As with most things, a successful accounts receivable department starts with a good credit and collection policy. Credit is used to facilitate sales but should not be controlled by the sales department. Upper management should determine what constitutes credit worthiness based on sound cost benefit evaluation. The policy should be conveyed to the sales department and accounts receivable department in written form. Because any variation of this policy changes the dynamics of the sale, exceptions to the rule should be made only rarely and by upper management. |
Proper evaluation of the potential customer is the next area of importance. While credit reporting agencies are important, the trade history is more indicative of what you can expect. Another consideration is how important your product or service is to the customers revenue cycle and the difficulty of finding another source. Based on these and other evaluations, a credit limit and terms should be determined and conveyed to the customer up front.

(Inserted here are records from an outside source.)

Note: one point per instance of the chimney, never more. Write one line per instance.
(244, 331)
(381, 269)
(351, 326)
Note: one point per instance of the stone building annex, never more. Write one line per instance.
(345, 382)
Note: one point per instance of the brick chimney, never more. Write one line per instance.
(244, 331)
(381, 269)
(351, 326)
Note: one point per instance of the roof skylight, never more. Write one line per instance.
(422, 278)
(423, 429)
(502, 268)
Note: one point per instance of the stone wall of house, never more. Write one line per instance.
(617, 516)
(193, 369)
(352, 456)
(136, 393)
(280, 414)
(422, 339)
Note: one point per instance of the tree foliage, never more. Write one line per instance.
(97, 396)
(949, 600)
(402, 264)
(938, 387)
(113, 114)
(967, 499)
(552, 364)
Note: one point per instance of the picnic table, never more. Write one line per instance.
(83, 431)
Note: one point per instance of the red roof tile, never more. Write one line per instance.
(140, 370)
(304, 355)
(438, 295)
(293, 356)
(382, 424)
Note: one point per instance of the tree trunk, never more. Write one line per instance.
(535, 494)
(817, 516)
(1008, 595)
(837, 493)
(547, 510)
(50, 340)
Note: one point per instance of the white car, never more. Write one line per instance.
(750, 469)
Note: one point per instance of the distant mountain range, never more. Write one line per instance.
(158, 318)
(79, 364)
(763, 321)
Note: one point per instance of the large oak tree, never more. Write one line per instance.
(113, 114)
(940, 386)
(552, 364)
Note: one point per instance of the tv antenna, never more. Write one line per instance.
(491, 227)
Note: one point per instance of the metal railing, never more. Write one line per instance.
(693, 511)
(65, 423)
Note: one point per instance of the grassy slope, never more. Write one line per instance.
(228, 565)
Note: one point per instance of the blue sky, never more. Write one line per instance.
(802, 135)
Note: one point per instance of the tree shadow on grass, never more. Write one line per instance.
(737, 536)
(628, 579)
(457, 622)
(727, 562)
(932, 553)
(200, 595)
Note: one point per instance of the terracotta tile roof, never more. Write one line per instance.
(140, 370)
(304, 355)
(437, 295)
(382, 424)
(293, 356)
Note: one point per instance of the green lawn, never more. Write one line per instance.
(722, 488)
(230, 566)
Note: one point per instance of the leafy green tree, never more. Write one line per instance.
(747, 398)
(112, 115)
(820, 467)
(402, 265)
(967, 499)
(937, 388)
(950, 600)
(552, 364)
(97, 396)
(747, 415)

Now, your customer has your product or service and you have an “IOU”. Here is where the finesse begins. It is necessary to communicate your expectations with your customer as soon as the account reaches its first mile stone; due date. If the customer is trying to conserve his cash, he might hold payment until contacted. The contact is much more pleasant at 32 days than at 92 days. If he knows that he will receive a call from you, chances are that he will delay someone else. If a payment is promised at a certain time, a tickle file should be set up to make sure that the time does not pass unnoticed.

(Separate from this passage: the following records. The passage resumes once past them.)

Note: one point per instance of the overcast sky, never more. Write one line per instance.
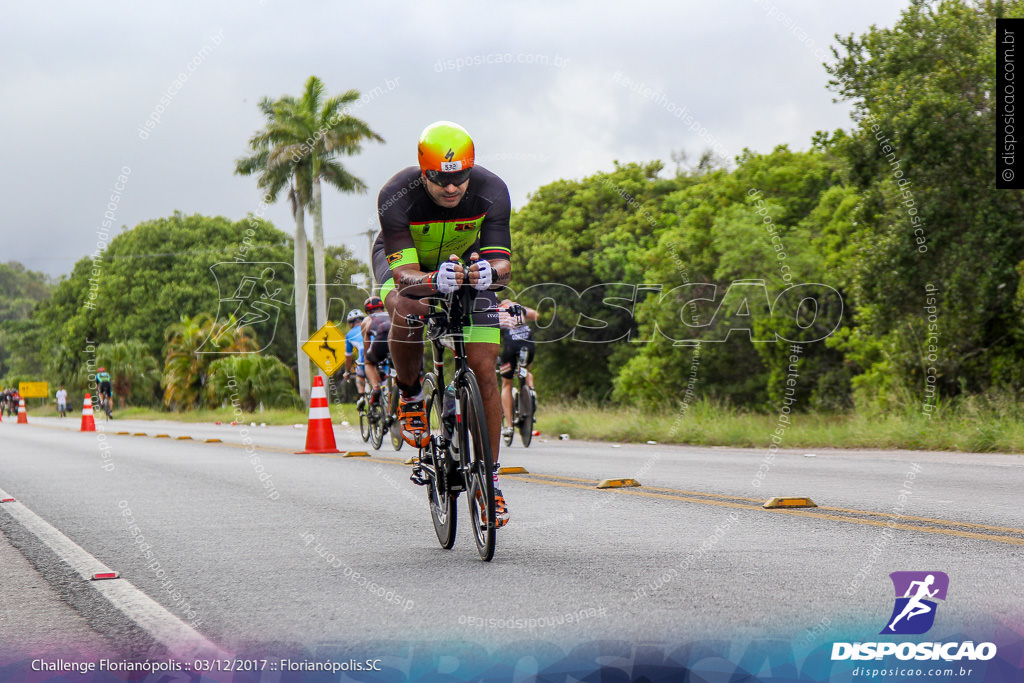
(548, 90)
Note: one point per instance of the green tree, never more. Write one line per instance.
(300, 146)
(922, 157)
(22, 348)
(134, 373)
(193, 344)
(152, 274)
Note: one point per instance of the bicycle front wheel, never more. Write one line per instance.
(474, 442)
(507, 435)
(442, 507)
(526, 403)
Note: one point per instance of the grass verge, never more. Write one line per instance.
(964, 427)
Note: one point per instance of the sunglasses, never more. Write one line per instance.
(445, 179)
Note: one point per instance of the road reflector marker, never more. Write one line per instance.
(776, 503)
(617, 483)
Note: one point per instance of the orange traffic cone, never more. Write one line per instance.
(320, 433)
(88, 423)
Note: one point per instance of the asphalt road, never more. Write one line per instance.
(263, 550)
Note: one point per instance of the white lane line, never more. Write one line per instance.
(181, 641)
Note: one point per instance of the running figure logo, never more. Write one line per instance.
(914, 608)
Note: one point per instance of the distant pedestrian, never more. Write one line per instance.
(61, 401)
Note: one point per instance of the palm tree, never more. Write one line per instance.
(246, 381)
(299, 147)
(325, 131)
(270, 161)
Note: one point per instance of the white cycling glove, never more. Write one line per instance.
(484, 273)
(445, 282)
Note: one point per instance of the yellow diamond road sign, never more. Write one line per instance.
(327, 348)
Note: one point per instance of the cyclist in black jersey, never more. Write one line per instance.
(375, 327)
(443, 223)
(516, 334)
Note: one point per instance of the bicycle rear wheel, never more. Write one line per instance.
(526, 402)
(474, 444)
(377, 423)
(442, 507)
(392, 411)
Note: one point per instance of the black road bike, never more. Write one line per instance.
(523, 403)
(457, 458)
(380, 417)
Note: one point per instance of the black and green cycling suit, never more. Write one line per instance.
(415, 229)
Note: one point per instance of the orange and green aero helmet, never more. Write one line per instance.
(445, 154)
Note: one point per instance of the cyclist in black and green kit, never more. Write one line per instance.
(443, 223)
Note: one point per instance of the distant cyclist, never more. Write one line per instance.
(516, 334)
(61, 401)
(105, 393)
(443, 223)
(375, 327)
(353, 350)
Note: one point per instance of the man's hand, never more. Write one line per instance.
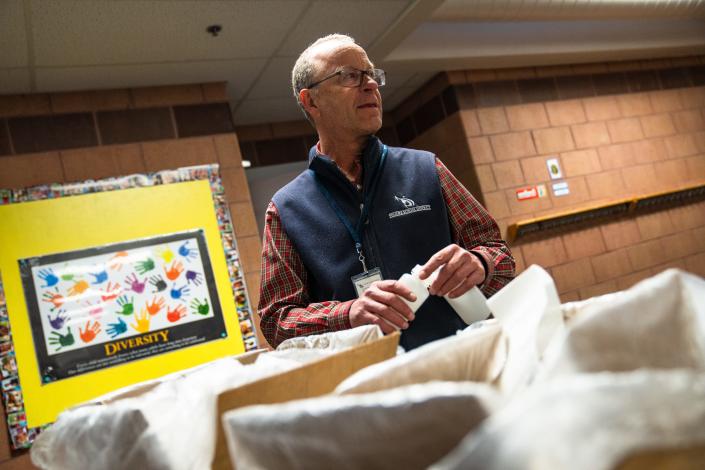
(460, 272)
(381, 304)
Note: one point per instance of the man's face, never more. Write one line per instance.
(345, 110)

If, after all of the massaging the accounts, a collection effort ensues, there are some things to remember. It is better to get a little often than to wait for them to be able to pay the whole amount. They should be able to pay some amount if they are making a good faith effort and every dollar cuts your losses by that much. If the amounts involved justify it, tell the customer that you will have someone come by and pick up the payment if they are local, or have a courier pick it up if not. That puts them up against a hard deadline to write the check. If possible, get the payment plan in the form of a promissory note. This gives the debt a higher position in case of a bankruptcy.
An ounce of prevention is worth a pound of cure certainly applies to the accounts receivable department. With the proper realization of the cost to them company of having the outstanding debts and a dedication to the constant vigil of the accounts, this department will contribute its part to the revenue cycle.